Cambiando de tercio, es evidente que experiencias como Wikipedia o la producción de software libre demuestran el potencial de la tecnología para intermediar procesos de producción colaborativa. Pero a menudo se ignora, o se escoge ignorar, que la sostenibilidad de la producción colaborativa pasa por acordar entre los participantes normas y prácticas de conducta específicas y de obligado cumplimiento. Estas normas son tan necesarias en los entornos virtuales como en modelos convencionales ya consolidados, como las cooperativas o las sociedades anónimas laborales, en los que los trabajadores son también accionistas.

 

LAS BUENAS INTENCIONES

Las iniciativas de plataformas cooperativas de colaboración por Internet, en las que los usuarios son a la vez copropietarios, son un intento en esta dirección. Con todo, se enfrentan al reto de competir en agilidad, flexibilidad y prestaciones con las plataformas capitalistas, en general mejor financiadas y reconocidas. Se trata de un reto nada trivial porque el establecimiento de normas eficaces, éticas y sostenibles de colaboración mediada por lo digital es todavía más difícil y menos trillado que en el ámbito presencial.

Algo parecido sucede en torno a los denominados bienes comunes, que podrían o deberían ser gestionados de forma colaborativa en aras del interés general. Pero hacerlo  exige entrar a fondo en plantear estrategias, coaliciones y prácticas viables para la transformación de las ideologías, instituciones y estructuras de poder en las que se inscribe la ideología económica dominante.
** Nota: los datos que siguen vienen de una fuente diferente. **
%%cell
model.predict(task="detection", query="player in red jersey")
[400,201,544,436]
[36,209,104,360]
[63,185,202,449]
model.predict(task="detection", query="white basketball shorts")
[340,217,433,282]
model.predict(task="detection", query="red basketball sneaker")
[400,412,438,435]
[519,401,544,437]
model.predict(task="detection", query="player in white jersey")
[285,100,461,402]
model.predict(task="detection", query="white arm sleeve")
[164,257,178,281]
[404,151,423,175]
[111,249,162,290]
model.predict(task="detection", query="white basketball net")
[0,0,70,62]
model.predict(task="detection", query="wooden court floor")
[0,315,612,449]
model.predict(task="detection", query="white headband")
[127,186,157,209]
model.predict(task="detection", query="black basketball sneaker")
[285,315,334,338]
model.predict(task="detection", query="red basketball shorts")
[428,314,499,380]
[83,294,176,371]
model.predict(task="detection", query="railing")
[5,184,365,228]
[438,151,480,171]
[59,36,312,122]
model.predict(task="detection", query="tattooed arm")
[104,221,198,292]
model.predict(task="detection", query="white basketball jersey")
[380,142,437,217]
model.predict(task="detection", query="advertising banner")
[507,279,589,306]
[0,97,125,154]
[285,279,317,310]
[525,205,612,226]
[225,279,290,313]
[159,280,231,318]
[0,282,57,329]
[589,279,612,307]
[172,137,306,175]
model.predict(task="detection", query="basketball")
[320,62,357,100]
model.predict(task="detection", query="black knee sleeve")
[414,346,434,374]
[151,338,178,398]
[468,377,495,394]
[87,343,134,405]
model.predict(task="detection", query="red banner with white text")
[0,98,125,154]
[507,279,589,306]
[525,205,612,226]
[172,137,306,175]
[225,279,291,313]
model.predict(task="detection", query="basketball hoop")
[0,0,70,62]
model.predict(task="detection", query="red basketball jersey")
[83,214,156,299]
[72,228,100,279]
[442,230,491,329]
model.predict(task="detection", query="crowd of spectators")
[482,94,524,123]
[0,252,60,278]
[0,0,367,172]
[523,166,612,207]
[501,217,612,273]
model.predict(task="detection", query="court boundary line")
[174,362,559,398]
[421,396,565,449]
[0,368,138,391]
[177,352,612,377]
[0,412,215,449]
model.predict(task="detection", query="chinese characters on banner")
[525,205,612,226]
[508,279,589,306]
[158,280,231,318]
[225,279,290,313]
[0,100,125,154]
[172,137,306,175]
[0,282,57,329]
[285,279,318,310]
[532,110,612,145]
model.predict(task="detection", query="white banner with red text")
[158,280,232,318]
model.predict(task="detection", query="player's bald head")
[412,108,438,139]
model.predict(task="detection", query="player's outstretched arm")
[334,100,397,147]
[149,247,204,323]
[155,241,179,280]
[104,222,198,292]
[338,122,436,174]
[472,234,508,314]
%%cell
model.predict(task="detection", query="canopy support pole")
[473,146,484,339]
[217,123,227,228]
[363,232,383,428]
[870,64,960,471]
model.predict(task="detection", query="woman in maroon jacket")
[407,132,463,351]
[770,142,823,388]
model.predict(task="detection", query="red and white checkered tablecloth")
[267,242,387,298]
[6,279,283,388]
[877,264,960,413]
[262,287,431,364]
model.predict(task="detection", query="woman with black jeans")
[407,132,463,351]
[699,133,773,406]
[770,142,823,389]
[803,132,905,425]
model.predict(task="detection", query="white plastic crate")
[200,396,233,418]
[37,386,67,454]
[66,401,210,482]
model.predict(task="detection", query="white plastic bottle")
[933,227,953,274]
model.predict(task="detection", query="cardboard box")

Resumiendo. Las buenas intenciones colaborativas no son suficientes. Tampoco el uso inocente de la tecnología, que demuestra ser una espada de dos filos. Hace falta más rigor en las respuestas a preguntas poderosas: ¿Qué economía colaborativa queremos? ¿Cuál somos capaces de consolidar y extender? E incluso, ¿no convendría dejar de mezclar indiscriminadamente colaboración y economía? Porque, ¿qué pensamos de aquellos que cuando hablamos de colaborar lo primero que plantean es la factura?